'Tú y yo', regreso triunfal del genio italiano


No voy a negar que siento una especial predilección por Bernardo Bertolucci y que, por lo tanto, antes de ver cualquiera de sus películas estoy más que predispuesto a que me guste. Sin embargo, eso no quiere decir que no pueda juzgar correctamente su trabajo más allá de que sus historias me apasionen siempre. En esta línea de objetividad que quiero llevar a lo largo de toda mi exposición sobre su último filme, Tú y yo, quiero empezar diciendo que ha valido la pena esperar diez años para poder ver su nueva obra. A pesar de sus dificultades para poder ponerse de nuevo detrás de una cámara y la responsabilidad que conllevaba volver tras treinta años a su país natal a rodar, Bertolucci ha creado con Tú y yo una película que recorre y profundiza en las escenas y los pensamientos más importantes de su filmografía.


En Tú y yo Bertolucci recoge el testigo de Soñadores y nos vuelve a hablar acerca de la maduración, del desarrollo personal y, sobre todo, de cómo se obtienen las lecciones más importantes de las personas en las que menos esperanza habíamos depositado. No se trata de una clase magistral, ni de enunciar moralinas universales, hablamos de compartir y aprender mediante el conocimiento mutuo. En un principio podríamos pensar que el personaje de Lorenzo, al que vemos seguro de sí mismo y convencido de que no necesita a nadie, va a ser superior a su hermana, Olivia, hundida y atada por las drogas. 

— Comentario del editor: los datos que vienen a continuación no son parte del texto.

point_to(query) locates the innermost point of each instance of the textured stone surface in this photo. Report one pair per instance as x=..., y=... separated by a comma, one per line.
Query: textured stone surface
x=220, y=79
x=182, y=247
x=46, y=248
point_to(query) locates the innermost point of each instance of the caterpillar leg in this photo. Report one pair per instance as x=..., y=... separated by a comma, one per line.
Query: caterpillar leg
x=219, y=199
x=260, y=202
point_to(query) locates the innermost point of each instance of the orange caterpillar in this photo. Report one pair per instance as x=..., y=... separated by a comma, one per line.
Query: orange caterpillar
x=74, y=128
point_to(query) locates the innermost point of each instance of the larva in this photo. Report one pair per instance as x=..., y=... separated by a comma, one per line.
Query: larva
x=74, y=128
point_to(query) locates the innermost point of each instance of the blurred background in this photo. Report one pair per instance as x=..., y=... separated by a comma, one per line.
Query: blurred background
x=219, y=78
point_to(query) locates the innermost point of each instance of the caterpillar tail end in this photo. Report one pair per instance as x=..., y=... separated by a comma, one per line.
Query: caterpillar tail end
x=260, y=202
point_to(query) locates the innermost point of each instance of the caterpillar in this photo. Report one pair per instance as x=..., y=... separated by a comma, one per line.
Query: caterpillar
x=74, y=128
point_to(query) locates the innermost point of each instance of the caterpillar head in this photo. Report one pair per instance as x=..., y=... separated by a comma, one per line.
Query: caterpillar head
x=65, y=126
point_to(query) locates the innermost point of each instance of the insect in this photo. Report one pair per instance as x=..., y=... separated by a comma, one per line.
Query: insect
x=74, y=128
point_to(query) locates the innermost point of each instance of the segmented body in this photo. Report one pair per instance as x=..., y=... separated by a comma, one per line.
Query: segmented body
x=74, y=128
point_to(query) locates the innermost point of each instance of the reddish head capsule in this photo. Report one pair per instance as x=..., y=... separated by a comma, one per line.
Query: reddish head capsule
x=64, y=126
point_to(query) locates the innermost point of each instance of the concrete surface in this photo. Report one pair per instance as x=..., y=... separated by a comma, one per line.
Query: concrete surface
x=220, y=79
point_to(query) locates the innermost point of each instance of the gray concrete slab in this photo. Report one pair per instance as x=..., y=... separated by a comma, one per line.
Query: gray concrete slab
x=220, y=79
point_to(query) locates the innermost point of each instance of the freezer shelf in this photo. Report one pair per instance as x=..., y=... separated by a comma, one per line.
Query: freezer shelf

A pesar de que él sea el hermano pequeño, su madurez es aparentemente mayor a la de Olivia. Pero Bertolucci sabe que hacer avanzar una historia es principalmente un viaje interior y, por eso, sería impensable que la hermana no pudiera enseñar nada a Lorenzo y, por lo tanto, que solo fuera una víctima entre las cuatro paredes de un sótano. De esta forma, cuando Olivia comienza a mejorar y va poco a poco superando el mono, nos damos cuenta de que nadie es inmune a las preguntas fundamentales que se hace todo ser humano y que por muy convencidos que nos encontremos de algo, como Lorenzo, todo se puede tambalear con solo una mirada. 

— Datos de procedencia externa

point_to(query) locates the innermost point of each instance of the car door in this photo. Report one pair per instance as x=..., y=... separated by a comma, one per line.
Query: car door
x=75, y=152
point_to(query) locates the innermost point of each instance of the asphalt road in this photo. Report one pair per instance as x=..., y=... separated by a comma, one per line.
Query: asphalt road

Esto es lo que hace a Bertolucci único, la posibilidad de que dos o tres personajes, que en un primer momento se nos muestran estancos y bastante poco interesados a cambiar de opinión, evolucionen no por un fin material sino por la relación entre ellos. Por eso, no es extraño que en Tú y yo encontremos a parte de Olmo y Alfredo (Novencento), de Paul y Jeanne (El último tango en París), o de Matthew, Isabelle y Theo (Soñadores). A los que se unen dos nuevos personajes, Lorenzo y Olivia, gracias a los cuales Bertolucci nos habla de nosotros mismos.